Das Register wird rund 1,8 Millionen Mietverträge in Berlin umfassen und zentrale Daten wie Adresse, Wohnfläche, Zimmerzahl sowie die Nettokaltmiete jeder Wohnung dokumentieren. Anhand dieser Informationen lässt sich prüfen, ob die Mieten die gesetzlichen Grenzen überschreiten.
Bei Neuvermietungen darf die Miete den örtlichen Mietspiegel um höchstens 10 Prozent übersteigen. Liegt sie mehr als 20 Prozent darüber, gilt sie als überhöht. In extremen Fällen könnten besonders wucherische Mieten sogar als Straftatbestand gewertet werden.

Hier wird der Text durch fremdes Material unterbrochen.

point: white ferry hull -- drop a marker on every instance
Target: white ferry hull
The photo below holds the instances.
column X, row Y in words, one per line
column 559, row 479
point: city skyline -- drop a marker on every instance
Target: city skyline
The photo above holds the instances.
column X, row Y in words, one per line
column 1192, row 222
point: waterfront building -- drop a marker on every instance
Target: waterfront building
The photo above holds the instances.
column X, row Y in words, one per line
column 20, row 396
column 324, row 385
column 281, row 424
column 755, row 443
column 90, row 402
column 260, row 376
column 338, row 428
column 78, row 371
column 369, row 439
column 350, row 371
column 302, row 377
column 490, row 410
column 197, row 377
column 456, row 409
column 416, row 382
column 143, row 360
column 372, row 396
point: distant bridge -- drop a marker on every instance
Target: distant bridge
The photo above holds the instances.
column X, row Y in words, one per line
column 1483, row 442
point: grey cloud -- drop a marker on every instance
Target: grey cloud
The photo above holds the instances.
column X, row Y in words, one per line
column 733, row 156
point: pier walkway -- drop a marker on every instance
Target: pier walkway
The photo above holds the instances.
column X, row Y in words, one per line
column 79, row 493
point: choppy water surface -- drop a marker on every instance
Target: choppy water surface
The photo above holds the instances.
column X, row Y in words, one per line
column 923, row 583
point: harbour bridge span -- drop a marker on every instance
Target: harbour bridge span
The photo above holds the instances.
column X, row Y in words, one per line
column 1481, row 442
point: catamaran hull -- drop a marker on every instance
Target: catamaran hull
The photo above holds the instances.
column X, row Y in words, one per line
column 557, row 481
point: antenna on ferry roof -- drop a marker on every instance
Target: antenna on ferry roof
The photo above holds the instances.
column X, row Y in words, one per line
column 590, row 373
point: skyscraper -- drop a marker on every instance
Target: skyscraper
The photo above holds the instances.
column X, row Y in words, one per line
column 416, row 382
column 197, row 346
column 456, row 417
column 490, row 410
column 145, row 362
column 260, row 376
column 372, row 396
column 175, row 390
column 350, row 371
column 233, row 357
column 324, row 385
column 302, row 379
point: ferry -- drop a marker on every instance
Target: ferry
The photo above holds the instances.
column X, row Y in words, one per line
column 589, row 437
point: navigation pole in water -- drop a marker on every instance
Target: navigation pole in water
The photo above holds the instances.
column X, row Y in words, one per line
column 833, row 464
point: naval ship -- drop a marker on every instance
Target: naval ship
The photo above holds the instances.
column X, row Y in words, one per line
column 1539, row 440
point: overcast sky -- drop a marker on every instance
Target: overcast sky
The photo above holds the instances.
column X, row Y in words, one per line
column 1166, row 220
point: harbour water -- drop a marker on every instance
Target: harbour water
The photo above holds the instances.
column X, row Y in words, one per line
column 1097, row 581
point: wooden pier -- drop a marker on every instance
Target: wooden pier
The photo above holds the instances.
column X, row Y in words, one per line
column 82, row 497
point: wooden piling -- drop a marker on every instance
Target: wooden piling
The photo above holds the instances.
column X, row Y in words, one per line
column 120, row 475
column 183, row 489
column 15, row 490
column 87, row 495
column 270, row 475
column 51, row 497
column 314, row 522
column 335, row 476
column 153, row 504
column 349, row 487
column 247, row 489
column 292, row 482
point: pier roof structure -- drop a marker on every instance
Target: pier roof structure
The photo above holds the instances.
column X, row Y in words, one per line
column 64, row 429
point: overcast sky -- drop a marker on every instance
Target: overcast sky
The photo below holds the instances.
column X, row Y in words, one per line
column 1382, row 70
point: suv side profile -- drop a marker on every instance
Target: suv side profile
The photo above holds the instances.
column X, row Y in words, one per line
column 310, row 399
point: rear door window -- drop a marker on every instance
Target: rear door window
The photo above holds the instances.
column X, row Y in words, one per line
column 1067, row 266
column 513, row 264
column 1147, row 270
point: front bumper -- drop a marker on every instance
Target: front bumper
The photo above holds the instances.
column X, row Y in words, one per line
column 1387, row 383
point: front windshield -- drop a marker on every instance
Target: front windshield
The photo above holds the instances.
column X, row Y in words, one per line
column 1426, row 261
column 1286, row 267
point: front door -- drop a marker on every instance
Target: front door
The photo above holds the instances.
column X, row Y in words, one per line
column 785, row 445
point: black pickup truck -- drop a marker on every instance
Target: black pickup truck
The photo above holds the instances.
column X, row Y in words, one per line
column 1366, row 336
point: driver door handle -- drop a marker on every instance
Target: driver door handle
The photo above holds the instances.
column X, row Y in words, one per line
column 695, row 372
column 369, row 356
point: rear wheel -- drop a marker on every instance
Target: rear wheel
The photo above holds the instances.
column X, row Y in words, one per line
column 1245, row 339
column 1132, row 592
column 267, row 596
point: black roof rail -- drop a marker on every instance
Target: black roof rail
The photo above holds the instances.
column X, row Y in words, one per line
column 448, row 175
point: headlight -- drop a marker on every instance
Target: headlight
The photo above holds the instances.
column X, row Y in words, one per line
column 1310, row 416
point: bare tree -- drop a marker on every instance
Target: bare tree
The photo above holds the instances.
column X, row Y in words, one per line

Raed Saleh, Fraktionsvorsitzender der SPD, betonte, dass Mieter in Streitfällen gute Chancen auf einen Erfolg hätten. Gleichzeitig versicherte er, dass sich gesetzestreue Vermieter vor dem Register nicht fürchten müssten. Die Koalition erwarte, dass Vermieter überhöhte Mieten ohne gerichtliche Auseinandersetzungen zurücknehmen.
Ziel des Mietregisters ist es, mehr Klarheit auf dem Berliner Wohnungsmarkt zu schaffen. Es könnte auch als Vorbild für andere Bundesländer dienen, die ähnliche Maßnahmen prüfen. Das System soll überzogene Mieten eindämmen und durch größere Transparenz für mehr Gerechtigkeit sorgen.